Lost Horizon begins with its unnamed narrator, an English diplomat, listening to colleagues discuss the curious incident of a British plane that was flying out of the fictional city of Baskul to Peshawar that was hijacked and considered lost in 1932. The plane had four passengers — three men and a woman missionary — who’d been evacuated from Baskul due to a revolution there. One of the men, named Conway, was known for his brilliance at Oxford but the trauma of the First World War had dulled his ambitions and he had become a minor cog in the empire’s consular service.

Story-within-a-story

It soon becomes clear that Conway had not died in the hijack — the narrator’s friend, Rutherford, had met him the previous autumn in a mission hospital in China where he was being treated for poor physical health. Conway revealed to Rutherford that he and his fellow travellers had been rescued by monks of the remote Shangri-La monastery. It’s through this story-within-a-story that we learn about the monks’ beliefs and the unique properties of the valley that the lamasery says delays time’s deteriorating effects on the body. Conway, at first, expresses his scepticism to Chang, one of the monks: “It gives one the feeling that Time is like some baulked monster, waiting outside the valley to pounce on the slackers who have managed to evade him longer than he should.”

The survivors are initially restive, desperate to get back to the outside world. The feeling of being marooned eventually gives way to a kind of acceptance in at least three of them. Here, in Shangri-La, their needs are taken care of and they can spend their days as they please, with little of the strife and upheaval of their previous lives disturbing their peace. However, the youngest member of the group, Mallinson, wants to leave and the question of whether he will succeed in his journey across some of the most hostile terrain on earth gives the story its narrative tension.

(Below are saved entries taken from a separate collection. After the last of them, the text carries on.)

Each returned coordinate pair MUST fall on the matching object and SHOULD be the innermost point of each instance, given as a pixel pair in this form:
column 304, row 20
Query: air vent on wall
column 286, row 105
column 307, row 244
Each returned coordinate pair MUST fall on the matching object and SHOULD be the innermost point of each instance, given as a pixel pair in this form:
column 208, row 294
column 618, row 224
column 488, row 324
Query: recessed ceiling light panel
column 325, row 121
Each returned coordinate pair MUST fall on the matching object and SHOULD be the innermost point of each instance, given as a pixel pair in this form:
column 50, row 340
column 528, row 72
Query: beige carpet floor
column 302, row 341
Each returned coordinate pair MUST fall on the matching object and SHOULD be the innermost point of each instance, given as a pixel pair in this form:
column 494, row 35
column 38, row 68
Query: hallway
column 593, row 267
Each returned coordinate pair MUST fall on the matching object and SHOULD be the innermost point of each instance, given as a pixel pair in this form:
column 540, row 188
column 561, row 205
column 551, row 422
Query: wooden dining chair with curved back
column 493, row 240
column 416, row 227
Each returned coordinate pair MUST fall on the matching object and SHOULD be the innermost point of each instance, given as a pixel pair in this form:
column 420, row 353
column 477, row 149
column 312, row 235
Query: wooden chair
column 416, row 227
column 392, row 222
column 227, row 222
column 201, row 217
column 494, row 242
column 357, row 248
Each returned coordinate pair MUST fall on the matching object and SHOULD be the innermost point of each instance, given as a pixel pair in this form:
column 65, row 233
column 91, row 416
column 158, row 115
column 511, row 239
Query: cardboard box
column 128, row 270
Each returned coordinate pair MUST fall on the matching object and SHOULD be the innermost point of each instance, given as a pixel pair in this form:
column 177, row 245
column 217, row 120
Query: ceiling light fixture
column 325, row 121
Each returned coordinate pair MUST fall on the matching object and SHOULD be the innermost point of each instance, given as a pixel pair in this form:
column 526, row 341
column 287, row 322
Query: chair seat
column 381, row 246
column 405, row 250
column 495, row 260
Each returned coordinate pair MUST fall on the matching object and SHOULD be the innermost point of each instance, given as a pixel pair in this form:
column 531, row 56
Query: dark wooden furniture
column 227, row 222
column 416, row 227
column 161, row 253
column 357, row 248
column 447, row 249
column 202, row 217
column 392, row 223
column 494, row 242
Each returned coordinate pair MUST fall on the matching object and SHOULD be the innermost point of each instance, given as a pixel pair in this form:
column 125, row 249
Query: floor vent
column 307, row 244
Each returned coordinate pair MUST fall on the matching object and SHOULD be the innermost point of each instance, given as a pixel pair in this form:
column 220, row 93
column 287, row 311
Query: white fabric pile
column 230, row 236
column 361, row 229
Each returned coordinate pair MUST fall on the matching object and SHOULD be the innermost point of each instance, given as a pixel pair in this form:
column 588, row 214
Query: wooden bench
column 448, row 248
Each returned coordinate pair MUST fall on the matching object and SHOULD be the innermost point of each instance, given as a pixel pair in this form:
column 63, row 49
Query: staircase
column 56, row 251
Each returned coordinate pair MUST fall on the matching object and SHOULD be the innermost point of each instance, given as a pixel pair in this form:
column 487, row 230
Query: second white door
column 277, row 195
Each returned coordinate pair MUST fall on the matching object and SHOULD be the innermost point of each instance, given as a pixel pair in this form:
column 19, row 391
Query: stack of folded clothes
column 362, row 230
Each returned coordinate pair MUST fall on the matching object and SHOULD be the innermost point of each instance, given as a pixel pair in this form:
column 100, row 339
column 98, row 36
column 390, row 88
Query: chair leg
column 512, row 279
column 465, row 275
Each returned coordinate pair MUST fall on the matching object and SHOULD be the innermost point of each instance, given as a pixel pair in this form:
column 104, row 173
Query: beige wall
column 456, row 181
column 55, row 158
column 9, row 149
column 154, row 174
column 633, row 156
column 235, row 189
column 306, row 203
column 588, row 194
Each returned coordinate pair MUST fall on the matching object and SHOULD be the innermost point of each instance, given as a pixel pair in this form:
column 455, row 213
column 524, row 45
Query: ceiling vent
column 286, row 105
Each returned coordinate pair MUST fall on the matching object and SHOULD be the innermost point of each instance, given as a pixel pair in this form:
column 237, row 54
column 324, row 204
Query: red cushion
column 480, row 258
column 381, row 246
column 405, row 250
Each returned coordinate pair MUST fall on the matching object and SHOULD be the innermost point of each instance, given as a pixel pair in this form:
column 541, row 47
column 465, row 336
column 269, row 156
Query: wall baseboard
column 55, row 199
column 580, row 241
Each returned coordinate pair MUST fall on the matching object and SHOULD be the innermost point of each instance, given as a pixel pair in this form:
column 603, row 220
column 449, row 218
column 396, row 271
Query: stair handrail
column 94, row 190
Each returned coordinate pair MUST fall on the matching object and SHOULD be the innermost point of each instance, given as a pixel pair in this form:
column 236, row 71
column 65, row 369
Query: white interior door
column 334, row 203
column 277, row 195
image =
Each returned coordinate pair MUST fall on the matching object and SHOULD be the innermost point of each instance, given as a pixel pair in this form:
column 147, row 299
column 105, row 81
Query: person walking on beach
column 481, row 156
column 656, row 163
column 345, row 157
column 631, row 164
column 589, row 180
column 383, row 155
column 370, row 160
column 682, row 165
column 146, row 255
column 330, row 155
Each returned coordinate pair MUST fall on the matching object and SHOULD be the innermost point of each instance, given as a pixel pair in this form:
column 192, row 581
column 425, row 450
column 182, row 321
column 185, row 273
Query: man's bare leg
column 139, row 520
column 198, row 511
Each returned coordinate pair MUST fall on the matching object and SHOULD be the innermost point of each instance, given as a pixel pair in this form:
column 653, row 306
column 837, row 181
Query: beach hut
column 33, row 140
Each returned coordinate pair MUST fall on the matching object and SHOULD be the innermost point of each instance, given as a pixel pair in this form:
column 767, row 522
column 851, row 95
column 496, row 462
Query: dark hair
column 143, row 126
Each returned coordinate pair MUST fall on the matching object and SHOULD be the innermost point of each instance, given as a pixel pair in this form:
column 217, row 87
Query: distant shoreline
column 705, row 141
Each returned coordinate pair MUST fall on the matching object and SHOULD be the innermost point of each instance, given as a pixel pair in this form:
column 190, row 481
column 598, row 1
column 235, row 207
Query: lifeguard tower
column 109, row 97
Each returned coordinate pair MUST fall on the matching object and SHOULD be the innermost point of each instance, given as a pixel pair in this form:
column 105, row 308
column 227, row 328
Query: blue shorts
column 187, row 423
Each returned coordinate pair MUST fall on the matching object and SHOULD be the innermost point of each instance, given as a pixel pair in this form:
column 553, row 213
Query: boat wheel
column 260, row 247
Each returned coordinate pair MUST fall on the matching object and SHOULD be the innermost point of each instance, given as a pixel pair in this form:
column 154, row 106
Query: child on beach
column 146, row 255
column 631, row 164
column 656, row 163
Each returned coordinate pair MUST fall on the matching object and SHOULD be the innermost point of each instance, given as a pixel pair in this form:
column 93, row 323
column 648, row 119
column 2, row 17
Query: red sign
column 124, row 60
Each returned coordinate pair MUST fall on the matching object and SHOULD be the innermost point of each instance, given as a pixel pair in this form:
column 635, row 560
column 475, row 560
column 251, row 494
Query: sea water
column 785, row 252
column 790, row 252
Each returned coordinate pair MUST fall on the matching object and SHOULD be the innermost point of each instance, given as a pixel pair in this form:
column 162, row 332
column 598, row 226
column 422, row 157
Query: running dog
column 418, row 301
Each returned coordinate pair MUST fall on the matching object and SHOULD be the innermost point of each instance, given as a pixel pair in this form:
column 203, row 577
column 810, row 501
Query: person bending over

While the mysticism seems a bit woo-woo, it’s hard not to empathise with the weary Conway as he finds himself drawn more and more to Shangri-La. After all the bloodshed of wars and of being in service of empire, who wouldn’t want to live a life of quiet contemplation?

Although some of the references in Lost Horizon are orientalist and dated, there is much pleasure to be had in reading a proper adventure story set in a more perilous time and place. Any novel that begins with characters describing encounters with missing friends, hijacked planes and lost Chopin tunes demands to be read, undisturbed, in one’s cosiest armchair.

(The author is a writer and communications professional. She blogs at saudha.substack.com)

That One Book is a fortnightly column that does exactly what it says — it takes up one great classic and tells you why it is (still) great.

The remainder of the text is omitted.